Dorland P, Sterkers J M, Renou G, Corlieu P
Rev Neurol (Paris). 1978 Jun-Jul;134(6-7):443-52.
It is well-known today that there is a cisternal "no man's land" between the petrous bone and the cerebral trunk in which a tumour can develop insidiously. The clinical signs are very variable and often in contradiction with those described for larger tumours. Tomodensimetry is indicated, but it is not conclusive if the mass is limited to the internal auditory canal or if it extends into the angle for less than 15 mm. Opaque meato-cisternography alone, gives the following information: 1. When a pseudo-tumoural syndrome is present, the auditory canal and cisterna are well opacified. 2. If there is a tumour which extends for more than 20 mm into the cisterna, the oil has a rounded, interrupted contour, and other radiological examinations are useful in this case. 3. When the tumour extends for less than 20 mm into the angle a rounded continuous contour is seen, and Hirtz's axial incidence can be used to measure the tumour diameter. 4. Finally, when temporary opacification faults have been eliminated (after retilting), opaque meato-cisternography is the only examination able to demonstrate the early stages of a tumour, in the intra-canal stage. This early diagnostic procedure has enabled one of us to excise tumours of moderate of even very small volume, under the best surgical conditions, and with functional and vital results which we would not have obtained at a later date.

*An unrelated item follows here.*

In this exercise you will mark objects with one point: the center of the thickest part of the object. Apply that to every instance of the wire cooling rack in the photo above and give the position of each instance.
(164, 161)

如今众所周知,在岩骨与脑干之间存在一个脑池“无人区”,肿瘤可在此隐匿性生长。临床症状变化很大,且常常与较大肿瘤所描述的症状相矛盾。需要进行体层摄影测量,但如果肿块局限于内耳道或其向脑池角的延伸小于15毫米,则结果不具有决定性意义。单独的不透明中耳脑池造影可提供以下信息:1. 当出现假肿瘤综合征时,耳道和脑池显影良好。2. 如果存在一个向脑池延伸超过20毫米的肿瘤,油剂会呈现圆形、中断的轮廓,此时其他放射学检查会很有用。3. 当肿瘤向脑池角的延伸小于20毫米时,会看到圆形连续轮廓,可利用希尔茨轴位投照来测量肿瘤直径。4. 最后,当消除了暂时性显影缺陷(重新倾斜后),不透明中耳脑池造影是唯一能够显示肿瘤在管内期早期阶段的检查。这种早期诊断方法使我们中的一人能够在最佳手术条件下切除中等大小甚至非常小的肿瘤,并取得了我们在更晚阶段无法获得的功能和生命预后结果。